How old is your hedgehog? Is there a possibility that he may be in a bad mood because he's quilling?


----------



## CherylMatthews (Apr 19, 2016)

*It sounds like he's quilling. Due to the pain and discomfort of losing quills, they will tend to be more huffy when you try and pick them up. *


----------



## Hh9 (Feb 22, 2016)

He was born at the end of January


----------



## nikki (Aug 28, 2008)

He's about 16 weeks old so he's probably not quilling right now. What do you do when he huffs at you?


----------



## Hh9 (Feb 22, 2016)

Well I lift his igloo or snuggle sack up and the first thing he does is huff and stick is quills up... I give him a few minutes to warm up and try to slowly touch him. I usually will put some mealworms or food close to his face to get his head to come out and then I go to pet him again and he huffs again.
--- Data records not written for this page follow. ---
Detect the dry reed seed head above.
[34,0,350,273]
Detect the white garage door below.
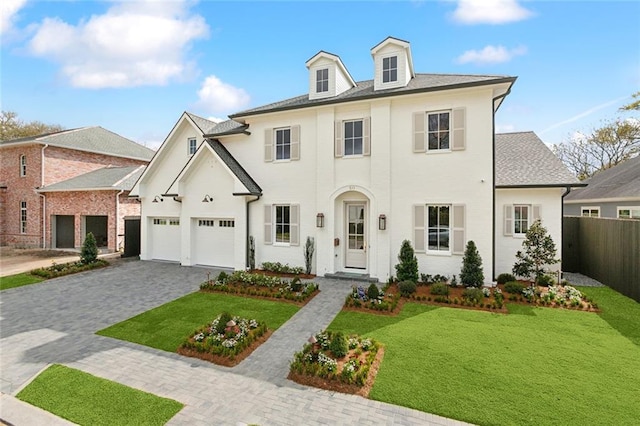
[149,217,180,262]
[191,218,235,268]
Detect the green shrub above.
[329,331,349,358]
[462,287,484,303]
[396,240,418,283]
[504,281,524,294]
[430,283,449,296]
[496,272,516,284]
[398,281,416,297]
[367,283,380,300]
[80,232,98,265]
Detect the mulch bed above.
[177,330,273,367]
[287,346,384,398]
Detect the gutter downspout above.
[491,89,513,281]
[115,189,124,252]
[38,143,49,250]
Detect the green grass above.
[17,364,183,426]
[0,272,44,291]
[97,292,300,352]
[329,288,640,425]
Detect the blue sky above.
[0,0,640,148]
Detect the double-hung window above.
[316,68,329,93]
[427,205,451,252]
[20,154,27,177]
[275,127,291,160]
[20,201,27,234]
[344,120,364,155]
[427,111,451,151]
[188,138,198,155]
[382,56,398,83]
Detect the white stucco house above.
[131,37,577,281]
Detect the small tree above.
[396,240,418,283]
[513,219,559,284]
[80,232,98,265]
[304,237,316,275]
[460,240,484,287]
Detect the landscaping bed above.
[287,331,384,397]
[200,271,320,306]
[178,313,273,367]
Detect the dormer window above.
[316,68,329,93]
[382,56,398,83]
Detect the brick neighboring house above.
[0,127,154,251]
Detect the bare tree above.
[0,111,63,141]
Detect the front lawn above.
[329,288,640,425]
[17,364,183,425]
[0,272,44,291]
[97,292,300,352]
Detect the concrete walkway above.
[0,261,470,426]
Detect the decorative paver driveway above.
[0,261,470,426]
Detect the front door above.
[345,203,367,269]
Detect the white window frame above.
[20,201,27,234]
[381,55,398,84]
[20,154,27,177]
[425,110,453,153]
[316,68,329,93]
[342,118,365,157]
[616,206,640,219]
[187,138,198,155]
[580,206,600,217]
[425,204,453,255]
[273,127,291,161]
This makes me give up and let him be please give me some tips i miss him!!


----------



## Artemis-Ichiro (Jan 22, 2016)

When you leave him alone after huffing you are teaching him that you will leave him alone by doing that. You need to pick him up and continue with your usual routine that's how he learns that it's pointless.


----------



## nikki (Aug 28, 2008)

You have taught him that if he huffs you'll leave him alone. So in effect you have trained him to huff at you. When you go to pick him up you need to follow through with it no matter how he reacts. He will then learn that huffing doesn't help and will be less lightly to huff at you.


----------



## Hh9 (Feb 22, 2016)

Okay! Thankyou


----------



## Artemis-Ichiro (Jan 22, 2016)

Forgot to add, be confident when you do it, if you are nervous or hesitant, he's going to use it to its advantage.


----------



## twobytwopets (Feb 2, 2014)

Reaching in and grabbing them can be daunting if you let it be. It doesn't have to be. You get poked. Then you get used to it. 
If you need to, use some fleece to pick him up. Just go in and do it. Convince yourself before you even walk in the room that you are committed to doing this, walk in, open the cage up and pick him up. Don't stop to think about it.


----------



## CrysAnner (Apr 29, 2016)

Also try soft gentle back talk. When Stellaa! has a huffy fit at me I'll softly tell her to toughen up and call her a cranky pants, kind of stuff but in a playful way. Your familiar voice can help them realize that oh! Thats a friend! And want to investigate. The words/ conversation you choose to say are of course optional in terms of what youre saying. I choose banter because my Stellaa! Is a pack of sassy haha.


----------